In this context of heightened domestic political risk, he said the ringgit will continue to trade defensively.

Bank Islam Malaysia Bhd chief economist Dr Mohd Afzanizam Abdul Rashid believes the US Federal Reserve’s decision on its rates is what really matters as of now.

“Perhaps the old mantra ‘sell in May and go away’ has become prevalent in the immediate terms,” Mohd Afzanizam told TMR recently.

“Sell in May and go away” is a well-known trading adage that warns investors to sell their stocks in May to avoid a seasonal decline in equity markets.

The idea behind this rule is based on stock market history over the past 90 years, two of the three worst months come in May and September, while three of the four best months for the market come in December, January and April.

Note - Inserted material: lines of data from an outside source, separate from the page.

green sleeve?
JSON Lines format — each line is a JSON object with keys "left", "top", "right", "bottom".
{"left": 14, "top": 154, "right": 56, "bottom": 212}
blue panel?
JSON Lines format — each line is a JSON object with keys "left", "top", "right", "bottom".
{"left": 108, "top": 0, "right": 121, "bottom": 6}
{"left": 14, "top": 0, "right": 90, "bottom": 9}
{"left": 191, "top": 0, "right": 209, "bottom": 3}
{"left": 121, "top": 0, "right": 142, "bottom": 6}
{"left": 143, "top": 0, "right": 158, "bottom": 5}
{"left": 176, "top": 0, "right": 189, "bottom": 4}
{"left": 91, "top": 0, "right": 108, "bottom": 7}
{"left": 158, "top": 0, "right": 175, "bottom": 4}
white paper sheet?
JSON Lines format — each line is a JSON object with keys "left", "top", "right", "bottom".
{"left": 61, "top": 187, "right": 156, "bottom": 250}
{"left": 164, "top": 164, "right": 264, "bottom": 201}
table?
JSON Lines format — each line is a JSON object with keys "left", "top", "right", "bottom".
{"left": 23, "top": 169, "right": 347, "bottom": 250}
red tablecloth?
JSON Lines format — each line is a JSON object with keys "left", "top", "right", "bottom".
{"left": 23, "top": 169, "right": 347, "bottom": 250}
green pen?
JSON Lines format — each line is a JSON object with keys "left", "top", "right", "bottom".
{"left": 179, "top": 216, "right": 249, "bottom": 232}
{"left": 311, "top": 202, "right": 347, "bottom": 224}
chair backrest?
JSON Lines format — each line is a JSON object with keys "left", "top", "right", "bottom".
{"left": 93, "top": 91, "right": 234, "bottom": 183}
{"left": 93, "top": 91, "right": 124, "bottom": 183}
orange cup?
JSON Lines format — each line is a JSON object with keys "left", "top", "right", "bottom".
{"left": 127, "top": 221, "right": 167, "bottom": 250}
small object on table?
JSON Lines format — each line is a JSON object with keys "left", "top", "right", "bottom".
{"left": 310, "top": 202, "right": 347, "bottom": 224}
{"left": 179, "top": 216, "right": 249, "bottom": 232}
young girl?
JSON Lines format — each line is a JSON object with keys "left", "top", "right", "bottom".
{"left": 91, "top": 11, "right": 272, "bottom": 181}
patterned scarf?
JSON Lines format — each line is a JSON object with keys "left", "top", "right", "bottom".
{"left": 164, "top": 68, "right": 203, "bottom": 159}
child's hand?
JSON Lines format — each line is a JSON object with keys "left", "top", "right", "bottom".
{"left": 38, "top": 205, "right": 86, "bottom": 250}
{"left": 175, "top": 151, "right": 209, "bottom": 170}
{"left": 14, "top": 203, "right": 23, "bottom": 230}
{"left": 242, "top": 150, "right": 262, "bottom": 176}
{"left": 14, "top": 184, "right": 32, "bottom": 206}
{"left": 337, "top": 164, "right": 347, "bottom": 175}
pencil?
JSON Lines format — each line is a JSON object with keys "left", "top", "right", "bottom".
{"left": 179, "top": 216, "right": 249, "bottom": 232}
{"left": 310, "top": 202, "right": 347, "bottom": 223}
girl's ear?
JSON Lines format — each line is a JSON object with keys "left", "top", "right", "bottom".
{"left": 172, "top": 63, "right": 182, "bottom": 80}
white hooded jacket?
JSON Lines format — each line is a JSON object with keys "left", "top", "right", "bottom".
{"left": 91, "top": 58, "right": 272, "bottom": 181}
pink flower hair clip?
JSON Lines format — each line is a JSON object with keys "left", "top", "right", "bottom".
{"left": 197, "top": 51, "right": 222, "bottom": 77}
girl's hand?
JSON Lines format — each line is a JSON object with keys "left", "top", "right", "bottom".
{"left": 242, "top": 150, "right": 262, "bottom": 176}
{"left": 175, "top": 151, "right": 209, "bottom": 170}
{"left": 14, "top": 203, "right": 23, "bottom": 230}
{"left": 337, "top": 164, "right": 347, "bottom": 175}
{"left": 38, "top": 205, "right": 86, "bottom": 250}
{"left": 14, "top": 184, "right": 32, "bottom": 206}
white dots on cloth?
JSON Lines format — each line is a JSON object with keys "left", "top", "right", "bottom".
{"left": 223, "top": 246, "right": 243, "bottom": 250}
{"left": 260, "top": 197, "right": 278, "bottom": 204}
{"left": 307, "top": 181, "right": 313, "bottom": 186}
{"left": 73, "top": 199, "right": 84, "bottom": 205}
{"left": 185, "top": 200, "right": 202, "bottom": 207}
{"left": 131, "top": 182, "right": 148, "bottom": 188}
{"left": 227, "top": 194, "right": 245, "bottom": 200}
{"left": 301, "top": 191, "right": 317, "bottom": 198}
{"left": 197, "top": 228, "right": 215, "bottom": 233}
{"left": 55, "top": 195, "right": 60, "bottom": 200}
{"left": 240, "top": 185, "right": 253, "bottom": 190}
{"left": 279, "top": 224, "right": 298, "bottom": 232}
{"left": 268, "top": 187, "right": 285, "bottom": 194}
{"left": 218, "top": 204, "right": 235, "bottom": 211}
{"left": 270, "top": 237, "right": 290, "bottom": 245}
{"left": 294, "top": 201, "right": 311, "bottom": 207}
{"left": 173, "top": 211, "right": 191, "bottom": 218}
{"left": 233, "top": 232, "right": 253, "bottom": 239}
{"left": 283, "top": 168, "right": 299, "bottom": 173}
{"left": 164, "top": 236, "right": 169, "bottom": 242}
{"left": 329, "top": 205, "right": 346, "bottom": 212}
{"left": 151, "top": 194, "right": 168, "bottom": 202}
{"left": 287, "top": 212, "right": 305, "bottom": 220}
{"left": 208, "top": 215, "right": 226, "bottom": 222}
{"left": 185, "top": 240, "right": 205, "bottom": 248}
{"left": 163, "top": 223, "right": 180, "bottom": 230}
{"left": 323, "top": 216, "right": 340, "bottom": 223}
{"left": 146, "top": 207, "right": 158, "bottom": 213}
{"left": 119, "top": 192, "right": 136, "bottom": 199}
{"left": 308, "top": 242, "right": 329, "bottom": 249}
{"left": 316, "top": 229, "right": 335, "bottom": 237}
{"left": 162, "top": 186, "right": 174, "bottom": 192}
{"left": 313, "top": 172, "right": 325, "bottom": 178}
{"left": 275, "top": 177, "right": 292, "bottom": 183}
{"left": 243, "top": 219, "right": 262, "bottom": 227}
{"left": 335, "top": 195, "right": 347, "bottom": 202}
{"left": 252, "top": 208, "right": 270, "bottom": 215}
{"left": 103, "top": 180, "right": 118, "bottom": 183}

In addition, October is a month that’s notorious for stock market declines, including the crashes in 1929 and 1987, and the worst of the financial crisis in the fall of 2008.

Kenanga Investment Bank Bhd in a note on Wednesday said domestic factors, including higher supply of bonds, the upcoming GE14 and moderating growth indicators leave behind little comfort for this year’s money supply growth.

“Hence, while we foresee heightened risks of capital outflow, we expect Bank Negara Malaysia to hold from further rate hike and retain the Overnight Policy Rate at 3.25% for 2018 in favour of growth and price stability,” it added.